Directed by first-time feature director Anthony Hemmingway and produced by Star Wars director George Lucas, Red Tails is the untold story of a squadron of African- American fighter pilots during World War II. Starring Cuba Gooding Jr., Terrance Howard and David Oyelowo, the plot centres on a group of maverick pilots relegated to minor missions. Finally, the squadron are given the chance to prove themselves in a series of special missions but at the same time have to battle discrimination on the ground.

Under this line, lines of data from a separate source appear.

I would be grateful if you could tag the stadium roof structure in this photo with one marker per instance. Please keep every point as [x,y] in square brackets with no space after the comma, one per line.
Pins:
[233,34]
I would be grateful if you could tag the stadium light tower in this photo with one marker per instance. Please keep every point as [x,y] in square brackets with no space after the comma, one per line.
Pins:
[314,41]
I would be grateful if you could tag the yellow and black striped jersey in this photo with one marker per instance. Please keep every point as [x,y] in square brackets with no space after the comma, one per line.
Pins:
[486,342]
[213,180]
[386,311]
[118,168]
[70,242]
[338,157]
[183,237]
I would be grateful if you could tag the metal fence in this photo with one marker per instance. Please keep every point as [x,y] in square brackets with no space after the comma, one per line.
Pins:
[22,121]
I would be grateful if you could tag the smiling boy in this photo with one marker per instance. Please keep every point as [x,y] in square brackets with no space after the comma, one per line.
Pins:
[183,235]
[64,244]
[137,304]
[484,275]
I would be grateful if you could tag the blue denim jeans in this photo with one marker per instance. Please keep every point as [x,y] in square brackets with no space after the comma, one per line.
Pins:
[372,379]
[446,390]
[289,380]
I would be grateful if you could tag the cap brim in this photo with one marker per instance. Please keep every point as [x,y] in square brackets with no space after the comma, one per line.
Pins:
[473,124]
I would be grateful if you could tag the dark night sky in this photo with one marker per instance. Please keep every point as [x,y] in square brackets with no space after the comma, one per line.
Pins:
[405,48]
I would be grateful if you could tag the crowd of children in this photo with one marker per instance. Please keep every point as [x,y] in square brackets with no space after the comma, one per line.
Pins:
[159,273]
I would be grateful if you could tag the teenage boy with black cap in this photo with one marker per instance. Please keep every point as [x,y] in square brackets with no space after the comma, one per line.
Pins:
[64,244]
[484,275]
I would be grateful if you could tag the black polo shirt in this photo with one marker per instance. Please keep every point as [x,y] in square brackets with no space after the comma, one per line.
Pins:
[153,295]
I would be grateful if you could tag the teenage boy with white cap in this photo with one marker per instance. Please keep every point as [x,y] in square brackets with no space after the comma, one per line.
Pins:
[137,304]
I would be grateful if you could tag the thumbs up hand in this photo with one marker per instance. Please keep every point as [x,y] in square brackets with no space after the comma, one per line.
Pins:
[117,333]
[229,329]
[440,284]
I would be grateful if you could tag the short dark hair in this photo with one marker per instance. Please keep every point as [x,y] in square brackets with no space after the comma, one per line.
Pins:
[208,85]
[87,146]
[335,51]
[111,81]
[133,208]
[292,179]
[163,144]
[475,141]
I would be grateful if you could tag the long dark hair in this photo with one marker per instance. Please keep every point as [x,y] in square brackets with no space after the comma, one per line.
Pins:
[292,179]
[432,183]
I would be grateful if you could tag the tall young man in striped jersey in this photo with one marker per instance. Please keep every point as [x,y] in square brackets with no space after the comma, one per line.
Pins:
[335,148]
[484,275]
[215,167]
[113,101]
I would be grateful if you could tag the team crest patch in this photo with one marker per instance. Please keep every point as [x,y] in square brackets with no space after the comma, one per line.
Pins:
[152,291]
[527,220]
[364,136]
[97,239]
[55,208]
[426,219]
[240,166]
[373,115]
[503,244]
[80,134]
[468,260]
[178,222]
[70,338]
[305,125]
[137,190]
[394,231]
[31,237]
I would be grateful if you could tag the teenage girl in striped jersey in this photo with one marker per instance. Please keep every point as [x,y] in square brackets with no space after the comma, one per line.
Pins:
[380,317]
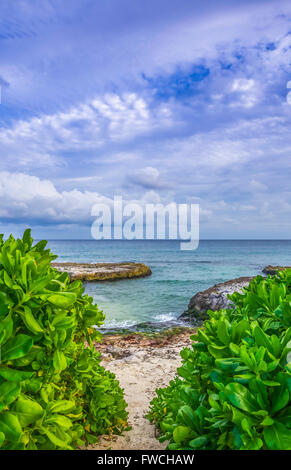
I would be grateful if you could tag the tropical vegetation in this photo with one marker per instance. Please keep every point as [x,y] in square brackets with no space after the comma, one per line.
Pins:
[54,394]
[233,388]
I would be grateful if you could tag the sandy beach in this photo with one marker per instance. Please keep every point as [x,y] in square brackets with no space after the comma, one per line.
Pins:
[141,365]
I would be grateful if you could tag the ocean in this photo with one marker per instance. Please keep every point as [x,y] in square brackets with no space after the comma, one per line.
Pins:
[176,275]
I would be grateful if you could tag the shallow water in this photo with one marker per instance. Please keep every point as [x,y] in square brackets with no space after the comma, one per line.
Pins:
[177,275]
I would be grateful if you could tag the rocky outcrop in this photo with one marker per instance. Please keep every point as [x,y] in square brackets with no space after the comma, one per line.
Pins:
[103,271]
[214,298]
[274,269]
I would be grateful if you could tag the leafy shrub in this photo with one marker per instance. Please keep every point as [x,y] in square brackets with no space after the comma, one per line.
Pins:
[54,394]
[233,389]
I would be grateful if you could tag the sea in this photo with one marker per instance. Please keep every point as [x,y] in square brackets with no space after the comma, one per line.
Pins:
[176,275]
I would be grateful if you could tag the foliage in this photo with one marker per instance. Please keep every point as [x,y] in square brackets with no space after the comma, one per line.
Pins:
[54,394]
[233,388]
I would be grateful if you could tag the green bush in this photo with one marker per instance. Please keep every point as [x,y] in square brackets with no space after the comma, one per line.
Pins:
[54,394]
[233,388]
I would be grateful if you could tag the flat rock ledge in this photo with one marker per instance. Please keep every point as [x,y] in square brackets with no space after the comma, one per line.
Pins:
[103,271]
[213,298]
[274,269]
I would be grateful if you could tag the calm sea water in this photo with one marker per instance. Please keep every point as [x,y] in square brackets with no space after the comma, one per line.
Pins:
[177,275]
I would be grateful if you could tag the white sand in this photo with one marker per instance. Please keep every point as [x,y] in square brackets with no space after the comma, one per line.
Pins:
[142,371]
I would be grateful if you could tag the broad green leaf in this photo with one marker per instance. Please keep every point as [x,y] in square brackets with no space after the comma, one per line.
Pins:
[63,300]
[9,391]
[59,360]
[55,440]
[62,406]
[13,374]
[277,437]
[198,443]
[10,426]
[28,411]
[241,397]
[181,433]
[16,347]
[280,398]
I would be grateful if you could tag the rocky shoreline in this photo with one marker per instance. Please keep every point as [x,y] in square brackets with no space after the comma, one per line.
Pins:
[216,297]
[103,271]
[213,298]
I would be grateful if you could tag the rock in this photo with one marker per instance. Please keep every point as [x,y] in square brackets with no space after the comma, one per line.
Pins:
[213,298]
[103,271]
[274,269]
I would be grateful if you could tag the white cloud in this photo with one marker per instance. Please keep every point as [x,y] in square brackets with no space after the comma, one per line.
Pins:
[40,141]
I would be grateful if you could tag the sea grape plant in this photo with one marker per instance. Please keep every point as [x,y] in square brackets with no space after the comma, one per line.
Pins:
[233,388]
[54,394]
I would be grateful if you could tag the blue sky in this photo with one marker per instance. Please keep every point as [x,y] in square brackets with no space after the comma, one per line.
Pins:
[157,101]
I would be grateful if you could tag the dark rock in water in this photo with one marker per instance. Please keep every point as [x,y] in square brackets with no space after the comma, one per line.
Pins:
[147,327]
[103,271]
[274,269]
[213,298]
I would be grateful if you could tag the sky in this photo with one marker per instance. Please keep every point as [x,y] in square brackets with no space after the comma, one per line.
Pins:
[160,101]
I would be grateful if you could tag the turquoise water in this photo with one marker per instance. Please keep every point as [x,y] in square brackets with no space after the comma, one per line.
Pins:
[177,275]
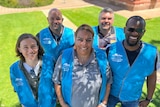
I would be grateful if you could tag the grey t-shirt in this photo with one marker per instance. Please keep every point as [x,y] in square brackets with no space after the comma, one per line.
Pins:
[86,81]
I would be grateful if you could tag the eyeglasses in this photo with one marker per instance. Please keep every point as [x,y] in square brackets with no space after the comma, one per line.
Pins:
[135,30]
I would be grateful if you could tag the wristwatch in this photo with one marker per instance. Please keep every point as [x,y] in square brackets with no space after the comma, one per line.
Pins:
[147,99]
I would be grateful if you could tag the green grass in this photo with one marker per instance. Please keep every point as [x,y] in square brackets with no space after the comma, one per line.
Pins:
[12,25]
[25,3]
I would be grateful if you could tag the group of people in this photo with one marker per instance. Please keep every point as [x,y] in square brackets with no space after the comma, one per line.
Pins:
[97,66]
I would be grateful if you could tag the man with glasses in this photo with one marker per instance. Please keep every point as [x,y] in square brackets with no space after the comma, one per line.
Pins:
[132,61]
[105,33]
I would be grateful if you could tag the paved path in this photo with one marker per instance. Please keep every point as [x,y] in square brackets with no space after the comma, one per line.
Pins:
[63,4]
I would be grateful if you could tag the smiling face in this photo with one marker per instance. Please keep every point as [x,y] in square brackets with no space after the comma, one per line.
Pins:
[55,19]
[106,20]
[134,31]
[29,49]
[83,43]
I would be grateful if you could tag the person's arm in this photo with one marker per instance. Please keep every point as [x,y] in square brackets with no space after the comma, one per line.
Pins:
[151,84]
[57,76]
[108,87]
[59,95]
[104,102]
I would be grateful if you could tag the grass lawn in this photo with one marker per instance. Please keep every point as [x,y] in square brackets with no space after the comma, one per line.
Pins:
[12,25]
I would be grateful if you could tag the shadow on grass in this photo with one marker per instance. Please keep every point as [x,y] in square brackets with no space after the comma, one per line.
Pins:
[156,97]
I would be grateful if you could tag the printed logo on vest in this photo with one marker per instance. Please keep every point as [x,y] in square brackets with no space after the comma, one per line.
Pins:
[66,67]
[117,58]
[19,81]
[47,40]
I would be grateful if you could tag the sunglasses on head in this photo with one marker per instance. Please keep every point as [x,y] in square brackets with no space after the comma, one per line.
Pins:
[135,30]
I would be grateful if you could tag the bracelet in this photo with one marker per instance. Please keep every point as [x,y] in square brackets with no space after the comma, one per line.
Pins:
[103,105]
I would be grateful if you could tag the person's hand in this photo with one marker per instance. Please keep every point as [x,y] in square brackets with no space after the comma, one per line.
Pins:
[64,105]
[143,103]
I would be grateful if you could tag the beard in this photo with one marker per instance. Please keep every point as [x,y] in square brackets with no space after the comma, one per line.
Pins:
[132,44]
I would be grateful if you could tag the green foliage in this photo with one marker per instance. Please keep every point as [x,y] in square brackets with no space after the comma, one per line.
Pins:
[89,15]
[24,3]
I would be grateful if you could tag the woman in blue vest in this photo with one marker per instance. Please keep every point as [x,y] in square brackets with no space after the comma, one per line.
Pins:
[82,76]
[105,33]
[31,76]
[132,62]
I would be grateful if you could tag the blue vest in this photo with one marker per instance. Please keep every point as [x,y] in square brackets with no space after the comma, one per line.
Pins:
[119,33]
[67,67]
[46,97]
[128,80]
[50,45]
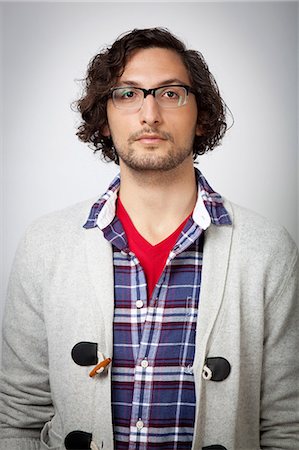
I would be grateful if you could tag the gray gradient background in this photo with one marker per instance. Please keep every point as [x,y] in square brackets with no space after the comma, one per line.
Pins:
[252,50]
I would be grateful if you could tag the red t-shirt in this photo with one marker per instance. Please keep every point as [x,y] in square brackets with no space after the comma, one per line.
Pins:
[151,257]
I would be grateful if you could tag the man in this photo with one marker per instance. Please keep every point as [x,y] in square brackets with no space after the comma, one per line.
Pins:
[170,319]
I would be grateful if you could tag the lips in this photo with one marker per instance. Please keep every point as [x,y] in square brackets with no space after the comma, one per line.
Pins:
[150,138]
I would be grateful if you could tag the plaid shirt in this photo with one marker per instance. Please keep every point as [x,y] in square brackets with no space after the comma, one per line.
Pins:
[153,394]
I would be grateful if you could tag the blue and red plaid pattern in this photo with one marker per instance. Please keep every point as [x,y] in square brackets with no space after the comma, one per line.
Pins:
[153,394]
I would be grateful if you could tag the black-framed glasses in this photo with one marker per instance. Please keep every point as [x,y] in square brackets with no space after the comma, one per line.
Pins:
[170,96]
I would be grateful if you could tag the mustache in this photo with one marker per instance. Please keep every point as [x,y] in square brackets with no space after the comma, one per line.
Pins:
[162,134]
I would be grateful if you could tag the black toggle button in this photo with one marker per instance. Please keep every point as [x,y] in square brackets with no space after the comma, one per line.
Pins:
[78,440]
[220,368]
[85,353]
[214,447]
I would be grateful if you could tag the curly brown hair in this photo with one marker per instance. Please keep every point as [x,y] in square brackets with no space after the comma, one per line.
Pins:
[108,65]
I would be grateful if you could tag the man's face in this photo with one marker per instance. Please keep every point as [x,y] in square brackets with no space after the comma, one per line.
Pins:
[169,133]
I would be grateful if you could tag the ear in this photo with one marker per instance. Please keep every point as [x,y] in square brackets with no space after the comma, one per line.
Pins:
[198,130]
[106,131]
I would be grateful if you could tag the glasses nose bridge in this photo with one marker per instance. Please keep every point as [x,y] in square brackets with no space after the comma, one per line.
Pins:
[147,92]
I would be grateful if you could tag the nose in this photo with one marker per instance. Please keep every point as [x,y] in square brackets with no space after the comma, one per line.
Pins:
[150,111]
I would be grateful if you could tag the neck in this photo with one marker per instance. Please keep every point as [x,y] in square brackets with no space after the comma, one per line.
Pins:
[156,201]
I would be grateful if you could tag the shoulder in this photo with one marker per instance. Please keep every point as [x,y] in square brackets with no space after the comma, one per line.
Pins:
[57,230]
[261,247]
[253,229]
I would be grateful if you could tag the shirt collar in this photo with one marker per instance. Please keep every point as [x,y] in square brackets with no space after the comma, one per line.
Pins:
[208,209]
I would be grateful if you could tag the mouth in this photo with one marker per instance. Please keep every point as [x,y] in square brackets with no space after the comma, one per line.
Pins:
[150,139]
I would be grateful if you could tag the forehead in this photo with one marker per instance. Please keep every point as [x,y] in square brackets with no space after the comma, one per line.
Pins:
[153,66]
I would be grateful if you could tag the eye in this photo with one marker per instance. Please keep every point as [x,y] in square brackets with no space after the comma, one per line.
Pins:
[127,94]
[171,94]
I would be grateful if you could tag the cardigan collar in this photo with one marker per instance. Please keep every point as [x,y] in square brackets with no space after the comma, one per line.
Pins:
[208,209]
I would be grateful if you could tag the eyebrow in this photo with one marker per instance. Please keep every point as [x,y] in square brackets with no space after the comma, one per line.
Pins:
[162,83]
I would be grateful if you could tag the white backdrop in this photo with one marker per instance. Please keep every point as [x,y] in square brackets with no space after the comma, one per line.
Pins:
[251,49]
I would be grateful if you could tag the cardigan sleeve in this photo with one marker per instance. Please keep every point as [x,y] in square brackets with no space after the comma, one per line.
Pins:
[279,424]
[25,400]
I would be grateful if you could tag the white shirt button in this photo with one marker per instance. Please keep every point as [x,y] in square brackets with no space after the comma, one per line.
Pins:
[144,363]
[139,303]
[139,424]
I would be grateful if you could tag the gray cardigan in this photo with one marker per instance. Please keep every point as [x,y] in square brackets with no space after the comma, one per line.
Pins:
[61,293]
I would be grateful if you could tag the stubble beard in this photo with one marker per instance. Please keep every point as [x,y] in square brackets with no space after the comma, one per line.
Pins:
[172,158]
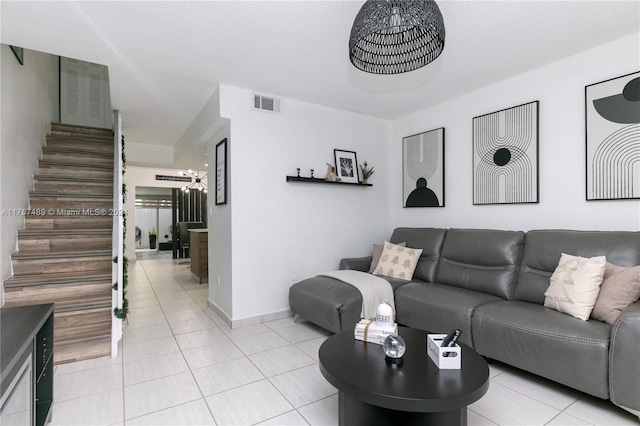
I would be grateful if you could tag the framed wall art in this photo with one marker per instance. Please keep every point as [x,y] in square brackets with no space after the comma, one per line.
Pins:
[423,169]
[505,156]
[221,172]
[612,117]
[346,165]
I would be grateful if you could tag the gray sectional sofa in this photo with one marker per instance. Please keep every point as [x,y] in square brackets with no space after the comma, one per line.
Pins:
[491,284]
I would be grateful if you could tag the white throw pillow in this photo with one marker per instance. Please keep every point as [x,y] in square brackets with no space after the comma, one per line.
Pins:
[397,261]
[575,285]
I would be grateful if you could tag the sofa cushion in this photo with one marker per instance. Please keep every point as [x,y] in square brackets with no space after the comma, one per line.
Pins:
[430,241]
[542,250]
[619,289]
[575,285]
[438,308]
[545,342]
[398,261]
[483,260]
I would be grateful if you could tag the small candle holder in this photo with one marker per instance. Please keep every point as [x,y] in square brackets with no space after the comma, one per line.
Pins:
[394,348]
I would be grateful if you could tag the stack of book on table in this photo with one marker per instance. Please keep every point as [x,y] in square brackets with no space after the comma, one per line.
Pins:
[374,332]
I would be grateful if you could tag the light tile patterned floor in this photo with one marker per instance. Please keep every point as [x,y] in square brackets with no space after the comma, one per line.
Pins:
[180,364]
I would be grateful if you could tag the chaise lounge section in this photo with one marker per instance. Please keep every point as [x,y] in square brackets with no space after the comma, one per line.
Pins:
[491,285]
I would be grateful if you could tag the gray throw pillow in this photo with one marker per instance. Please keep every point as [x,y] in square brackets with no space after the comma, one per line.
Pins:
[377,252]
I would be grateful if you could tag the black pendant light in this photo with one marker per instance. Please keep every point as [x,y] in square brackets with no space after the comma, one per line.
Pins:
[396,36]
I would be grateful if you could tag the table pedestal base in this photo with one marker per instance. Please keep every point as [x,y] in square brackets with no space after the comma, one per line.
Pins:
[352,411]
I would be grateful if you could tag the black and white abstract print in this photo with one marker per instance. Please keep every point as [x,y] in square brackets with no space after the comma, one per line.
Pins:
[612,110]
[505,156]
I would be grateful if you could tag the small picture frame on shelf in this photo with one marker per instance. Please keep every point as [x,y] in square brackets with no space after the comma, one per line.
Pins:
[346,166]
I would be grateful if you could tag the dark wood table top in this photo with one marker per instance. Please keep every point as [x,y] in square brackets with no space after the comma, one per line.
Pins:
[417,385]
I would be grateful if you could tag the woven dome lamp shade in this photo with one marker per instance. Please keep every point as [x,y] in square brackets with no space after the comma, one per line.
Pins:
[396,36]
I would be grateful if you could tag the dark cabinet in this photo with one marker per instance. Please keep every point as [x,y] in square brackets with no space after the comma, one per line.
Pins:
[27,332]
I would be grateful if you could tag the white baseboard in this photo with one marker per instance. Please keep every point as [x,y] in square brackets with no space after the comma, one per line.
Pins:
[258,319]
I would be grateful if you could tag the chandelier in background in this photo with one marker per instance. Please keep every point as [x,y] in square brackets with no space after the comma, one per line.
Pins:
[197,183]
[396,36]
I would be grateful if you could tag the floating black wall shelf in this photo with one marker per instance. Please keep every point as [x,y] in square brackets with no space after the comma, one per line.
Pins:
[319,180]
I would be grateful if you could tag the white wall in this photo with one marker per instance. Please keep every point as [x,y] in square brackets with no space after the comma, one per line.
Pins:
[282,230]
[220,238]
[29,104]
[560,89]
[142,176]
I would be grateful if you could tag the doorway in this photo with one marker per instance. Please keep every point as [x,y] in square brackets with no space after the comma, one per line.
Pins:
[153,221]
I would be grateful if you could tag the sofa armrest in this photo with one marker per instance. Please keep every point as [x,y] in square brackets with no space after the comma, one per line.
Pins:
[624,368]
[356,263]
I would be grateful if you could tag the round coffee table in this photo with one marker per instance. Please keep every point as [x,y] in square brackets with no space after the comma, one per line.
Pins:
[372,392]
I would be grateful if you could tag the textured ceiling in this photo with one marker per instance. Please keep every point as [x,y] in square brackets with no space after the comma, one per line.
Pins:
[165,59]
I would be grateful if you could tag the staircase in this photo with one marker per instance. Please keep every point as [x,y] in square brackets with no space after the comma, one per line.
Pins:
[64,253]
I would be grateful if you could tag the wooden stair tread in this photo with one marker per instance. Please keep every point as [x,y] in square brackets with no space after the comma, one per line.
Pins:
[57,125]
[53,278]
[78,352]
[46,255]
[80,137]
[78,151]
[63,232]
[96,301]
[50,163]
[70,195]
[78,180]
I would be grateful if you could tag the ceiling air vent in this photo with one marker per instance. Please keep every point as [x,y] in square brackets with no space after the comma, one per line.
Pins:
[266,103]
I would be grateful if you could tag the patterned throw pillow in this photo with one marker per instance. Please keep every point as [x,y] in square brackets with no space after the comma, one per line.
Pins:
[377,252]
[575,285]
[397,261]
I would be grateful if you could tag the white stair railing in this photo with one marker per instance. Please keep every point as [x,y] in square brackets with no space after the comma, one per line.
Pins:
[118,236]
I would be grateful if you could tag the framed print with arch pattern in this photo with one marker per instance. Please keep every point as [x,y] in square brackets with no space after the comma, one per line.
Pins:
[505,156]
[423,169]
[612,117]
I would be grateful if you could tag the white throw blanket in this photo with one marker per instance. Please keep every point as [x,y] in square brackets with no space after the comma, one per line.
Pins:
[374,289]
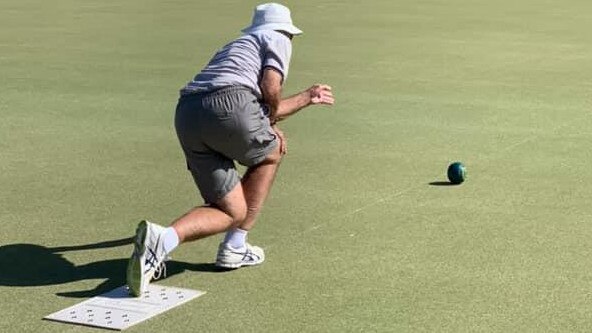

The historical element of the story promises a great film; all the material is there: a fight against adversity told against the backdrop of a war-torn 1940’s Europe. Despite this potential, Red Tails is a disappointingly bland war film. The plight of the fighter pilots is cheaply explored and lacks any genuine conflict. Isolated in a black-only squadron base there is little chance for the central protagonist to happen across conflict in order to drive the narrative forward. There are moments in a local officer’s bar where this is attempted but, like most scenes in the film, they too are rushed. Hemmingway has attempted to capture too much and consequently fails to generate the gravitas that audiences might expect of a film with such a subject matter. Instead, we are given an overly polished SFX show packed full of dull dogfights and enough explosions to make Michael Bay blush. The action never generates any peril; instead audiences are treated to clumsy exposition where they are practically told in advance how the dangerous situations will turn out.
The origins of Red Tails go back to 1988 when Lucas came across the story. At the time it was felt that production companies would not fund a film with a predominately black cast. Whilst there may be some truth in this, it seems equally likely that producers would not touch this film due to its weak script. The low-level writing attempts to tick all the boxes that make a movie profitable (interesting premise, big effects, plenty of explosions) but the result is a ramshackle affair with plenty of superfluous subplots (most notably a POW story) and racial clichés. It is somewhat ironic that a film that explores the fight for racial equality chooses to portray the German pilots in a stereotypical way. This is one of many examples that show that Red Tails is a dated film which could have been made in the early post war period.
It must be said that the cast have done the best job they could with a weak script. They had to play second fiddle to Lucas’ child-like obsession with WWII fighter planes. Between them they managed to make what is a very dull film bearable.